雑菌が増えやすい温度は常温です。それも30分を過ぎた頃から急に増えてきます。

高温で調理しても冷まして常温になる過程でやはり菌が増えてしまいます。

30分以内に食べないのなら、あら熱を取ったらすぐに冷蔵庫に入れるなどの対応が必要になります。

時計

8.学童クラブでの提供で注意がいる食品

8-1.生食するもの

加熱しないで食べるものは、工場で調理されてパックされたチルド食品なら殺菌済みなのでそのまま食べるものは大丈夫です。

それ以外の生野菜や皮のまま食べる果物は要注意です。スーパーの惣菜の付け合わせのキャベツなどは洗って付け合わせにしているだけに見えても、実際には流水で洗い、適正な濃度の消毒剤につけ、さらに流水で流して残留菌数を基準内に収まるようにして出しています。

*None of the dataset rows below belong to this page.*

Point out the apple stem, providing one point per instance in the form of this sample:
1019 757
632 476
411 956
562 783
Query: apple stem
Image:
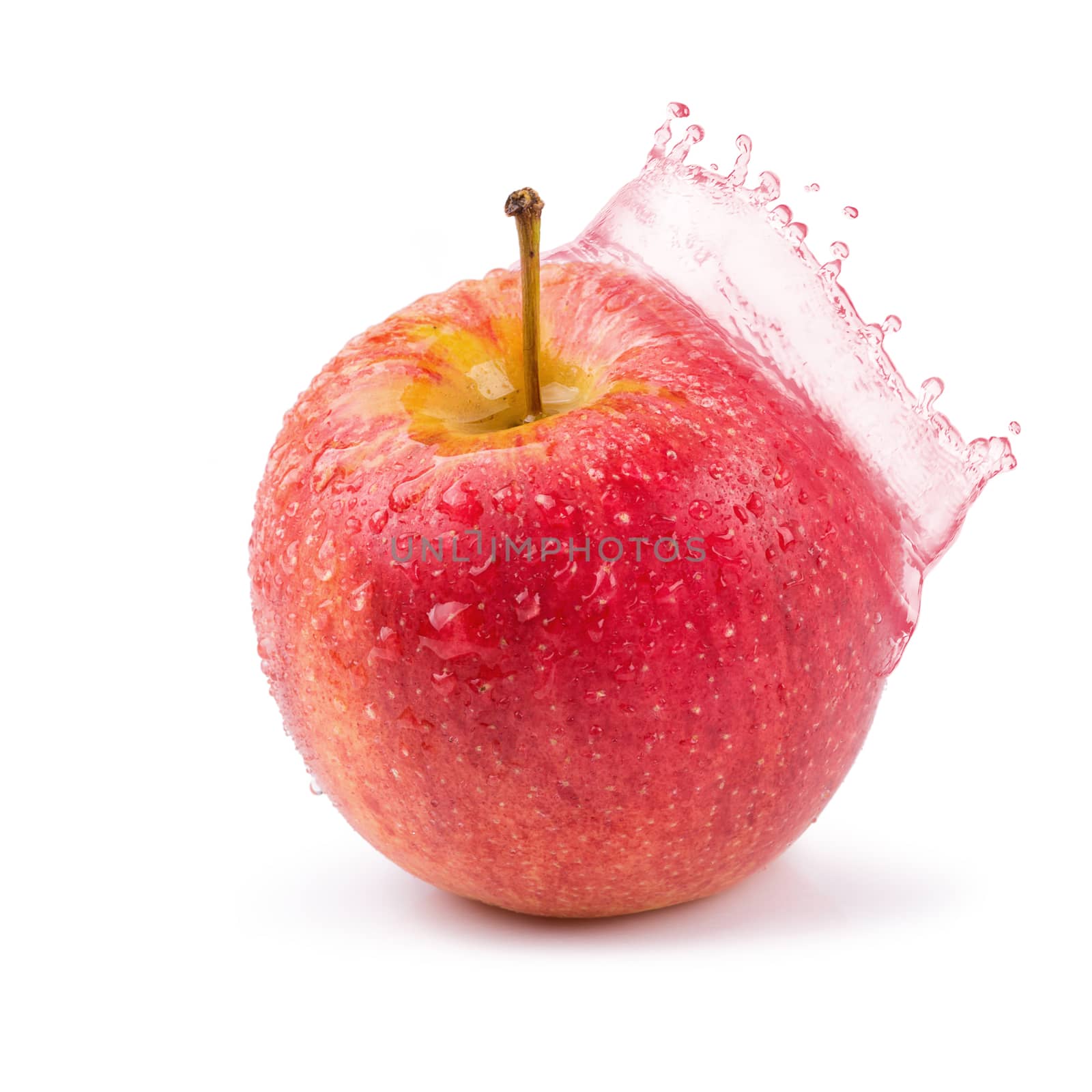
527 207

また菌を基準内に収めたとしても、時間がたてば増えてきます。

葉物などは表面積も大きく洗いきれません。

一昔前にO-157が流行した時にはかいわれ大根が原因ではないかなどと言われたものですが、まさに「生で食べる、洗いきれない食品」でした。

特に抵抗力の弱い子どもが対象の施設です。皮を剥いて食べるようなバナナとかみかんなどではなく、まるごと生で食べるようなものは消毒殺菌でもしない限り提供しない方がよいでしょう。

果物

8-2.肉・魚・卵などの動物性食品

生肉や魚介類は雑菌の温床です。加熱してから食べるわけですが、生肉を扱ったまな板に加熱済みの食品が触ったりする二次汚染もあります。

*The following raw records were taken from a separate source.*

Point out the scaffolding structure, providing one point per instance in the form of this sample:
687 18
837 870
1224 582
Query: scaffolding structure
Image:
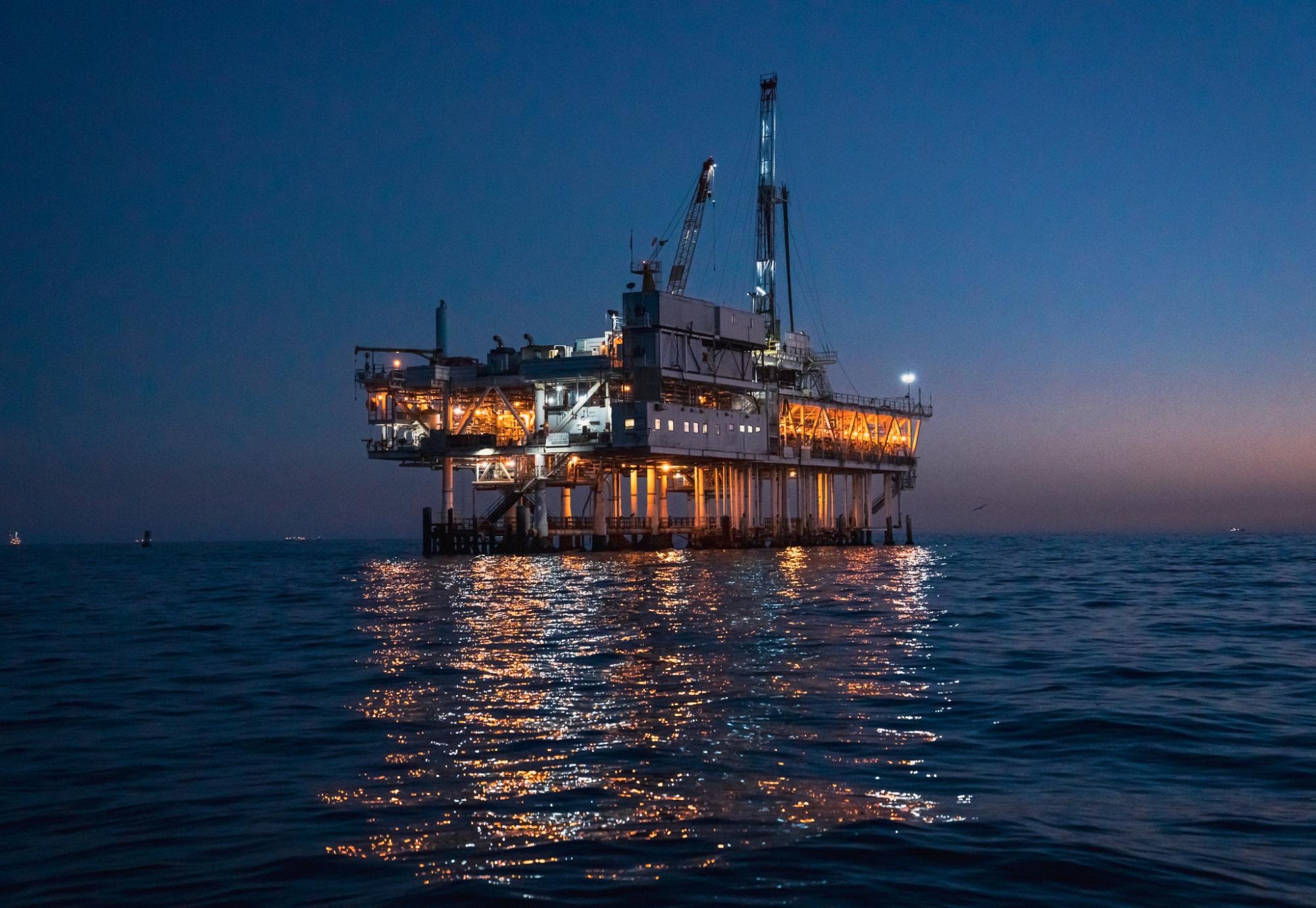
684 419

調理場がせまい学童クラブなどでは特にそうです。卵も殻からサルモネラ菌が他の食品について食中毒集団感染した例があります。他にも生肉の加熱不足で起こったカンピロバクターの集団感染など、たくさんありますら、

扱いには注意が必要なので、どうしても使うならカット済みのものをそのまま鍋に放り込むくらいでよいでしょう。

8-3.子どもに不適切な食品

たくさんありますが、お菓子にも含まれている中で代表的なものはお酒やカフェインです。

香り付けにリキュールを使うケーキもたくさんありますが、あえて使うこともありませんね。

カフェインはコーヒーや緑茶にも含まれています。子どもは意外にコーヒーゼリーが好きだったりしますが、1日二個も食べれば日当たりの摂取基準を越えてしまいます。

カフェイン過剰摂取により怒りっぽくなったり集中力かなく多動ぎみになるなど良くない影響が報告されています。

コーヒー

エナジードリンク、カフェイン中毒で検索するといくらでも記事が出てきますので、調べてみてもよいでしょう。

あえて使う必要もありません。

知識のある保護者からいずれ指摘が入ります。

また餅やこんにゃくゼリーなど物理的に危ないものもあります。枚挙にいとまがないので、現場の指導員で確認や検討しましょう。敢えて指摘が入るようなものを冒険して出さなくても、たくさん食べるものはあります。

9.学童保育での衛生管理についてまとめ

いかがでしょうか。ここで書いた内容は現時点での注意点です。日々世の中は動いているので、情報はいち早くキャッチしましょう。